5.)    Rosario, one of my adult ed students, also mother to Roberto (my special special ed student who is no longer under my eye, thank GOD!) came up to me when I was at baths. We started chatting about normal things. She and I had both been sick that week, so I asked her how she was feeling. She seemed better, and before I could ask another question, she pulled out this small box covered with a piece of cloth that had 4 teeny tiny gray kittens in it. She offered to sell me a cat for $1.00. Well, not only do I not like cats and can’t have one in the house, the poor things looked like they were on the Sarah Mcglauchline (sp) commercial for the ASPCA. It was so sad. I was immediately reminded of my good friend, Christina Lyons, who is the biggest animal lover I know. She would have pulled out 4 bucks, nursed them back to full health, and immediately found a vet to get the proper vaccines. She would also be quite sad to see all the stray dogs here literally running up and down the streets. I saw one that had been hit by a car. A man was cleaning it off the street. So sad.

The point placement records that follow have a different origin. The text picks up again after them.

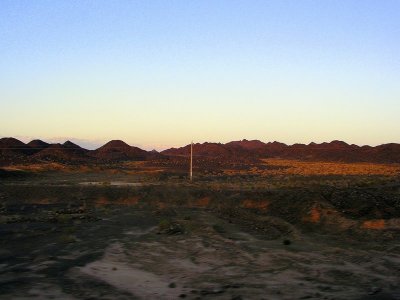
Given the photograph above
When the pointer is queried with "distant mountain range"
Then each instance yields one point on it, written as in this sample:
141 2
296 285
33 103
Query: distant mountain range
12 149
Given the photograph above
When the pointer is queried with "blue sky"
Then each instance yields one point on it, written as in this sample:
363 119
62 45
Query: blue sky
161 73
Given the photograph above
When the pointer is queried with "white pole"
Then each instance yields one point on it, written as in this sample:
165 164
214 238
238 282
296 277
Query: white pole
191 161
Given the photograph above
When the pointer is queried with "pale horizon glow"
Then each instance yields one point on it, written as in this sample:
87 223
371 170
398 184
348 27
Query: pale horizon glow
158 74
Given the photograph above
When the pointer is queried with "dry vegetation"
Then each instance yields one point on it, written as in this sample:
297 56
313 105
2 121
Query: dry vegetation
295 167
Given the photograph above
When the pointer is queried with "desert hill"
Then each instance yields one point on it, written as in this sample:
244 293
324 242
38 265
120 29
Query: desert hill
333 151
12 149
119 150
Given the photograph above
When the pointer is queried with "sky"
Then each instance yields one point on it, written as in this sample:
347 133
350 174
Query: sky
160 73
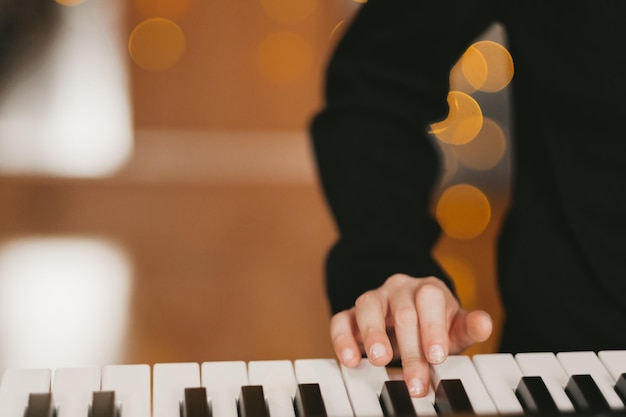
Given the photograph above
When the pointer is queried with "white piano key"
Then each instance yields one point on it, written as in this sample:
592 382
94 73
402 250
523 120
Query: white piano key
169 382
461 367
72 390
546 365
588 363
501 376
131 384
364 384
424 406
325 373
17 384
614 361
223 382
279 385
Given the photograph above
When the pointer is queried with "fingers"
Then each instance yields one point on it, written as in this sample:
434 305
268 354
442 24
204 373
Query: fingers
343 337
414 364
470 327
370 314
422 314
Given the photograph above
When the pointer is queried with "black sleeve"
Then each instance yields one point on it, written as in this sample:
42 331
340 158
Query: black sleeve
387 79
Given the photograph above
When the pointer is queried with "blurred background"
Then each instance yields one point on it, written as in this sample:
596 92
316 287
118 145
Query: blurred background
158 199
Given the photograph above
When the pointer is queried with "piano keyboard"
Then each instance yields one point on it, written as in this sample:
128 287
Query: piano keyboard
491 384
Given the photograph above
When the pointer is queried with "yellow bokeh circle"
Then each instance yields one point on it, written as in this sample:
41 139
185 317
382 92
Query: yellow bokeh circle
498 71
486 150
463 276
284 58
69 3
463 211
156 44
464 121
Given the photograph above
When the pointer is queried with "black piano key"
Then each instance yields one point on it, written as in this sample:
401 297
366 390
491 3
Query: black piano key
534 396
309 401
40 405
252 402
196 403
585 394
451 398
103 404
396 400
620 387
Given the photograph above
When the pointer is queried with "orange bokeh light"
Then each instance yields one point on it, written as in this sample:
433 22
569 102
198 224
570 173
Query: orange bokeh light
463 211
289 11
464 120
284 58
156 44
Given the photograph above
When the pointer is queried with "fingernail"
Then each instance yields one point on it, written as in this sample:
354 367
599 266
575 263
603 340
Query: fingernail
377 350
416 388
436 354
347 355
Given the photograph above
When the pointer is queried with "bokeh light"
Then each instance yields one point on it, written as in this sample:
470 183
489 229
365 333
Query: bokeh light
486 150
463 276
463 211
464 120
156 44
73 301
499 66
284 58
338 30
171 9
289 11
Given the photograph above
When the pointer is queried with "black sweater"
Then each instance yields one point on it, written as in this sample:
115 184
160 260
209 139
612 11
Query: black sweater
562 250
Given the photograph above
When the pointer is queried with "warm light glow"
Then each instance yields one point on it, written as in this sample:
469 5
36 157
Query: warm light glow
337 30
463 276
171 9
284 58
63 302
67 112
464 120
289 11
156 44
486 150
69 2
499 68
470 72
463 211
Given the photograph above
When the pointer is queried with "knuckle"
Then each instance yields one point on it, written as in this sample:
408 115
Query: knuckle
367 298
397 280
405 316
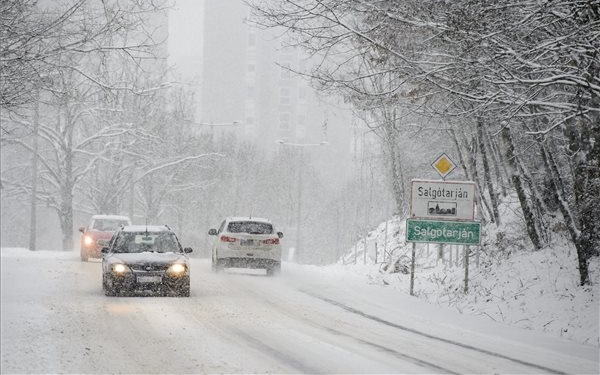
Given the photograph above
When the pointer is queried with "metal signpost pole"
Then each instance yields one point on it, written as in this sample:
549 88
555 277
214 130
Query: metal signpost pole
412 270
467 251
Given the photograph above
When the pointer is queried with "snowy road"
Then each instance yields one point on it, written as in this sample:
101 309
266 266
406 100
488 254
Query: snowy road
309 320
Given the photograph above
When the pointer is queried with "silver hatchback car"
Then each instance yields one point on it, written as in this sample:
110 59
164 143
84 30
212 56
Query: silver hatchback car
246 242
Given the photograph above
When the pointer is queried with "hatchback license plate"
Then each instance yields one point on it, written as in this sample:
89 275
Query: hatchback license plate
149 279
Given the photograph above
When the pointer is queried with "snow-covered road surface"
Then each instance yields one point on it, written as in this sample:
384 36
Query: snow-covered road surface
55 319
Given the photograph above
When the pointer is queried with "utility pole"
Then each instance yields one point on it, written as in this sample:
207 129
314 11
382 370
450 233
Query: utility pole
34 178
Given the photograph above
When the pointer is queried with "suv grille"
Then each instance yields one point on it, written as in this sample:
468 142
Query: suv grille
149 267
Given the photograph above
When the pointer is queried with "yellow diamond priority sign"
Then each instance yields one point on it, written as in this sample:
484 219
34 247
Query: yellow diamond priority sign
443 165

6.)    Sunday we went to another barrio (neighborhood) to see one of the volunteers here perform for a Dia de los Muertos celebration, along with a few other people who work at the Center. It was a decent barrio and a ton of people who stayed for the festival after morning mass. There were literally people standing outside church for mass because it was so packed. You don’t even get that for the Xmas-Easter crowd in the states. The festival included a number of different bands, dance groups, some traditional with ethnic dress and dance, others dancing to Don Omar (reggaton/club music) which was also really funny as it was right outside church. Anyway, they had colada morada (delicious drink that includes a lot of different fruits and is quite thick), and pan de guaguas (baby bread) as these are 2 typical Ecuadorian treats for Dia de los Muertos). I got really burnt as I thought we were going to be inside, but it was really interesting to see a real Ecuadorian celebration. The church was started by a father who will be living with us for a few months. He goes back and forth between here and his parish in boston. Seems like a good guy, let’s just hope he’s not a sox fan. Funny part about this day is that as we were going there, all of the volunteers who went up to see Julia perform (about 8) got off the bus, but Kristen, who is known  for sleeping all the time (sometimes in special ed when working one on one with a student, sometimes in cabs or during meetings haha). We didn’t know what to do as she didn’t have a phone. She apparently woke up about 10 minutes after and spent a half hour walking down a hill back to the church.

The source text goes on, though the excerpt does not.